Discovering the Relevance of Words
I went into my office to clear off a space on my desk; I never intended for you to be a part of that space. The box sat there for so long that it was no longer the gold Nordstrom’s box it used to be, but rather a dust-coated, scuffed, and scratched version of its former self. It had fought for so long to stay pristine, calm, clean, and unopened, but with a single motion, I swept it into the trash bag, tied the knot, and placed it in the can on the corner. It was time, and I was fine with the notes and photographs and memories, that would remain simply memories of notes and photographs. Fifteen years had been relegated to one box that now sat, unopened, at the top of a trash bin, and I was okay with that. No regrets. No conflicts, except for the garbage man won’t arrive until Thursday, and each day I have to wonder if I can fit anymore inside the broken bin – it’s lid barely clinging to the top.
I don’t know how many of you are like me. I don’t know how many people hold onto things for way too long, cling to them like if you let them go, you’ll lose out on something special later down the line, but sometimes we get to that point where those items no longer hold any true ties to our lives, and we can actually move on from the past. That box of letters and memories and photographs had, for the better part of fifteen years, been opened and closed and organized and added to and stewed over, and it was finally time to realize that I had become such a different person, that I didn’t need the reminders of my former self.

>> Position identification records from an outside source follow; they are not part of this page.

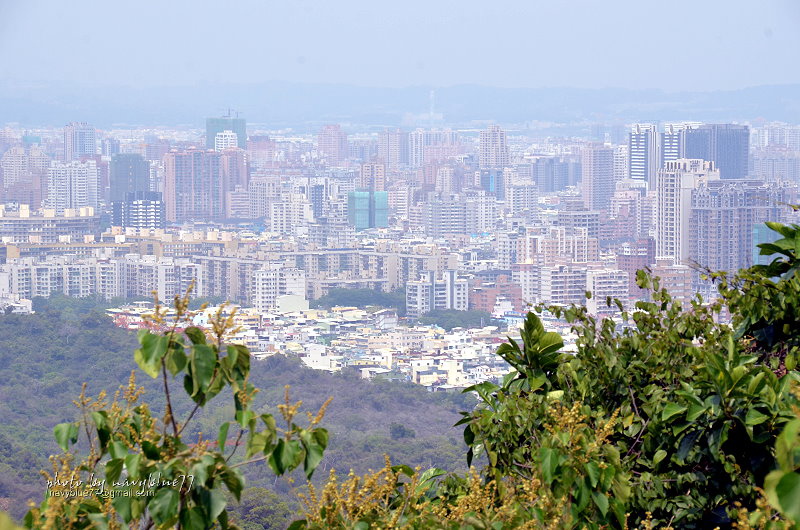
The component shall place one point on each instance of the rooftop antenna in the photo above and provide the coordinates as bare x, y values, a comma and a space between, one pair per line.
432, 98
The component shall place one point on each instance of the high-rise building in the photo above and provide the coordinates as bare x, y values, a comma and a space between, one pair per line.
72, 185
226, 123
727, 145
79, 141
372, 177
430, 293
643, 153
493, 182
130, 173
597, 176
226, 139
193, 186
422, 144
393, 148
493, 149
368, 209
444, 216
269, 284
604, 284
332, 145
671, 143
674, 186
723, 215
23, 174
143, 210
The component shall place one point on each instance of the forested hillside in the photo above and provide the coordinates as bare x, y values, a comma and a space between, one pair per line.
45, 358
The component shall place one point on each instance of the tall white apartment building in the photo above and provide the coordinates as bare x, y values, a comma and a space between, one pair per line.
604, 283
674, 186
643, 152
430, 293
72, 185
493, 149
79, 141
225, 140
269, 284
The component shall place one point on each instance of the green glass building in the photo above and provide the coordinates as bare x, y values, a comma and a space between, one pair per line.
368, 209
218, 125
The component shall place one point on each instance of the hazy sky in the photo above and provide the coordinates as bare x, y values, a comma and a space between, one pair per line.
671, 44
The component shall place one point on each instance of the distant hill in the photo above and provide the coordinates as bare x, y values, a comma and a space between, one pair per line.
304, 106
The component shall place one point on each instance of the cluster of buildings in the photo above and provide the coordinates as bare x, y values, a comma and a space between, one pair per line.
370, 342
469, 219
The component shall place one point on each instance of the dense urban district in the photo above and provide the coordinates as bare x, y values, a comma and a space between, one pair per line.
415, 225
605, 325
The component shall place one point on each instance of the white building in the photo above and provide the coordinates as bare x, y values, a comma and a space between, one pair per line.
270, 284
430, 293
674, 186
225, 140
604, 283
72, 185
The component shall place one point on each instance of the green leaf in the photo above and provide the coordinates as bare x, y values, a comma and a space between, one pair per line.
123, 507
132, 465
234, 482
215, 504
593, 471
601, 501
66, 434
163, 506
312, 459
148, 357
671, 410
427, 479
114, 469
222, 438
549, 463
754, 417
193, 519
686, 444
204, 360
151, 450
196, 335
788, 492
118, 450
175, 360
469, 436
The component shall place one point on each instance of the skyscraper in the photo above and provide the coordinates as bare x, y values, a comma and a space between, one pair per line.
674, 186
226, 123
225, 140
393, 148
332, 145
372, 177
130, 173
724, 214
493, 149
727, 145
368, 209
72, 185
193, 186
79, 141
597, 176
140, 209
643, 153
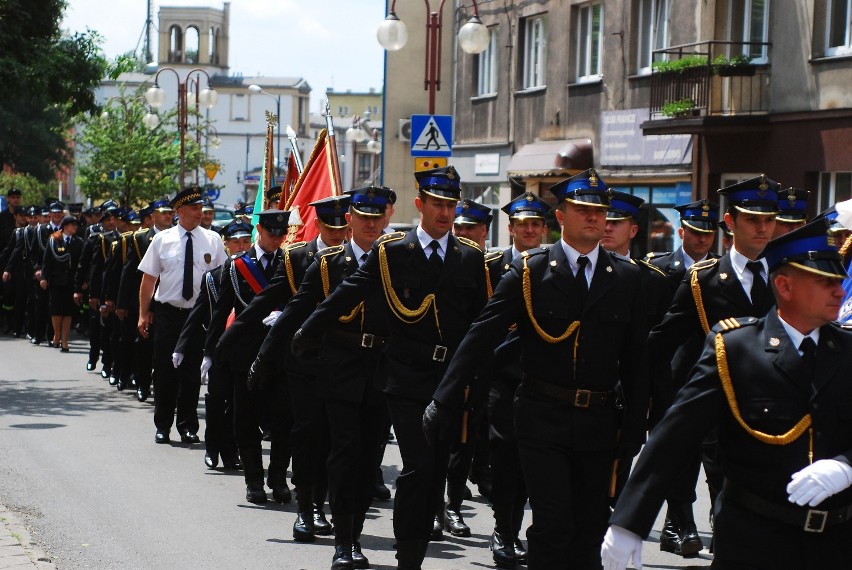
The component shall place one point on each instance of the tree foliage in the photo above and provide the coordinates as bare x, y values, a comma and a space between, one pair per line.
148, 160
45, 80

I remember my dad showing me letters and photos from past girlfriends. He keeps them in a drawer, buried beneath socks and checkbooks, and necessities. They are held together by a rubber band, and in my 31-years of life, I’ve only seen him pull them out once to show me about his past. To me, those letters and photos from 50 years ago are historical. They are interesting, and representative of an era where letters and photographs meant more than they do today. And while all of our pasts, in some way, determine our future, and represent an era, I no longer needed to hold the gold box that contained words I once meant, but can’t remember why.
Sometimes boxes are just boxes, and space needs to be made.